La suite appartient à l'histoire: le film de Danny Boyle a remporté tous les trophées de la saison et s'approche de la barre des 100 millions de dollars de recettes en Amérique du Nord. Boyle s'est dit persuadé que son film avait un destin, comme son héros.

«Ce qui s'est passé est très étrange», a confié le cinéaste britannique lors d'un récent entretien. «En Inde, où ils croient au destin comme l'un des ressorts de la vie, ils ont vu beaucoup d'analogies dont j'ai lentement pris conscience».

«Ce qui s'est passé pour ce film m'a rendu plus respectueux de leur croyance», a ajouté Danny Boyle, en se rappelant que «beaucoup de gens disaient : «Il y a écrit Oscar là-dessus». Très cyniquement, je me disais : «Vous n'y connaissez rien». Et maintenant, ils me disent que c'est moi qui n'y connaissais rien!»

Si Danny Boyle et Slumdog Millionaire peuvent rêver d'une victoire dimanche, l'actrice Melissa Leo est simplement contente de participer.

Sélectionnée pourFrozen River, un film indépendant au budget minuscule, l'Américaine de 48 ans se retrouve en concurrence avec des superstars comme Meryl Streep, Kate Winslet, Angelina Jolie et Anne Hathaway.

Melissa Leo a reconnu que pendant le tournage du film consacré à des passeuses de clandestins sur les eaux gelées du Saint-Laurent, rien ne pouvait être plus éloigné de ses pensées que la perspective de fouler le tapis rouge devant des centaines de millions de téléspectateurs.

Elle et ses collègues ont souvent travaillé par des températures négatives. «Il n'y avait pas de caravane, nous avons utilisé une voiture comme penderie et nous nous sommes changés dans des garages, des bureaux et dans des chambres de gens généreux», a raconté l'actrice.

Même sentiment de décalage pour Richard Jenkins, nommé notamment face à Brad Pitt, Mickey Rourke et Sean Penn pour l'Oscar du meilleur acteur, lui qui n'avait jamais tenu un premier rôle avant The Visitor.

«Cela a été fou, fou dans le bon sens, et l'une des choses les plus formidables est que j'ai entendu parler de gens qui ne m'avaient pas fait signe depuis très longtemps», a expliqué le comédien de 61 ans.

Viola Davis, nommée dans la catégorie du second rôle féminin pour Doubt, a confié qu'elle était encore incrédule. «95 % des gens dans ce secteur ont un jour été au chômage, et ça m'est arrivé», a-t-elle dit.

«J'ai vécu dans des appartements infestés de souris.
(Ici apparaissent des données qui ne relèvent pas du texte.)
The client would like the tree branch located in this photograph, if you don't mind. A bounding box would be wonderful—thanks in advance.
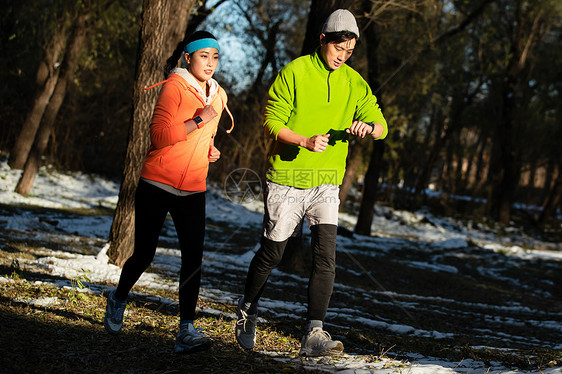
[431,0,495,46]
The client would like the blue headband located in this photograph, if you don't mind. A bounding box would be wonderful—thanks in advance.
[184,38,220,54]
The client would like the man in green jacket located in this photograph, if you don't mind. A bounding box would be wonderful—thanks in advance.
[236,9,388,357]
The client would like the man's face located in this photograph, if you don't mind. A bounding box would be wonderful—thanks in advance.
[319,34,356,70]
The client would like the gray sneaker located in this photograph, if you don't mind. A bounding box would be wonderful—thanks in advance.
[103,290,126,334]
[298,327,344,357]
[174,325,212,354]
[235,300,257,350]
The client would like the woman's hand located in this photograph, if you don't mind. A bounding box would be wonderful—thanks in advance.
[208,145,221,162]
[185,105,219,134]
[199,105,218,123]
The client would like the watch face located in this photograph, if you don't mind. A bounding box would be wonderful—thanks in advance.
[194,116,204,128]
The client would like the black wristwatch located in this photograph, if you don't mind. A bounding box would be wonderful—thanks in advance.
[193,115,205,128]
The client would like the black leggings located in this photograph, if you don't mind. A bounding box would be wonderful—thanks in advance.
[115,180,205,321]
[243,224,337,321]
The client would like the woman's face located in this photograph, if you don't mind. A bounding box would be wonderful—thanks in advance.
[319,34,356,70]
[186,47,219,84]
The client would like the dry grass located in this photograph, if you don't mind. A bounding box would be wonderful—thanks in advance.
[0,275,325,373]
[1,262,560,374]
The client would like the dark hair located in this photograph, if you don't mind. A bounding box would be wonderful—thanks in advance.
[164,31,218,77]
[321,31,358,45]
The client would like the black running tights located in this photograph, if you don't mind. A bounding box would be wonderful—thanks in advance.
[115,180,205,321]
[243,224,337,321]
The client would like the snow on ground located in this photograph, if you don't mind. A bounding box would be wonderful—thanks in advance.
[1,160,561,374]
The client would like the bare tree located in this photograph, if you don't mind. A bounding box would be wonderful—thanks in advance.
[8,6,72,170]
[15,10,91,196]
[185,0,230,37]
[107,0,196,266]
[355,0,495,234]
[300,0,355,56]
[413,79,483,197]
[539,171,562,225]
[487,0,542,224]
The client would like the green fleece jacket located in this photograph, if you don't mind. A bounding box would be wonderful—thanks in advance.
[264,48,388,189]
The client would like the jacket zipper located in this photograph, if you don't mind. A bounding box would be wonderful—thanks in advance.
[327,71,332,103]
[178,86,207,189]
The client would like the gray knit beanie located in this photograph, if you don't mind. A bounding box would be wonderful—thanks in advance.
[321,9,360,38]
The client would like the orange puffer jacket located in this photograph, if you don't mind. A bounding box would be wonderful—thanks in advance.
[140,73,228,192]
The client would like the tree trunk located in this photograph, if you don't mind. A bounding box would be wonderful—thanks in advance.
[15,12,90,196]
[472,134,488,192]
[462,143,476,192]
[538,170,562,225]
[355,141,384,235]
[443,139,455,193]
[107,0,194,267]
[414,84,481,196]
[465,130,488,192]
[249,20,281,95]
[8,9,71,170]
[300,0,355,56]
[354,0,384,236]
[489,1,528,225]
[339,140,365,210]
[488,75,520,224]
[540,161,555,204]
[355,0,494,231]
[164,1,196,55]
[414,117,446,195]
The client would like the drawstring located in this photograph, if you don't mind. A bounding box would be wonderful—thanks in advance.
[220,96,235,134]
[141,79,172,92]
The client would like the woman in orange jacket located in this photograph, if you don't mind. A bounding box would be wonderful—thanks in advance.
[103,31,231,354]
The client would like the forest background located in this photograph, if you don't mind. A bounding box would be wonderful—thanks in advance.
[1,0,561,260]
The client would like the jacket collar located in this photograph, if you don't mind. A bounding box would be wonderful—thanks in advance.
[170,67,219,105]
[311,47,337,74]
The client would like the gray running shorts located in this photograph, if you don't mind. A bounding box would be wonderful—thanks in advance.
[263,180,340,242]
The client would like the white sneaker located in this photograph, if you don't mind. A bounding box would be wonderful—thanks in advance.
[235,299,257,349]
[174,325,212,354]
[103,290,126,334]
[299,327,344,357]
J'ai pesé 40 kg de plus qu'aujourd'hui et les gens me regardaient sans me voir, j'ai joué (la comédie) sur des terrains de basket... j'ai tout vu».

«Je voulais vraiment changer de vie lorsque j'étais plus jeune - la pauvreté, la vie dans un petit village - et je ne savais pas si je pouvais le faire. Mais (les Oscars) sont tout ce que j'aurais pu espérer», a-t-elle affirmé.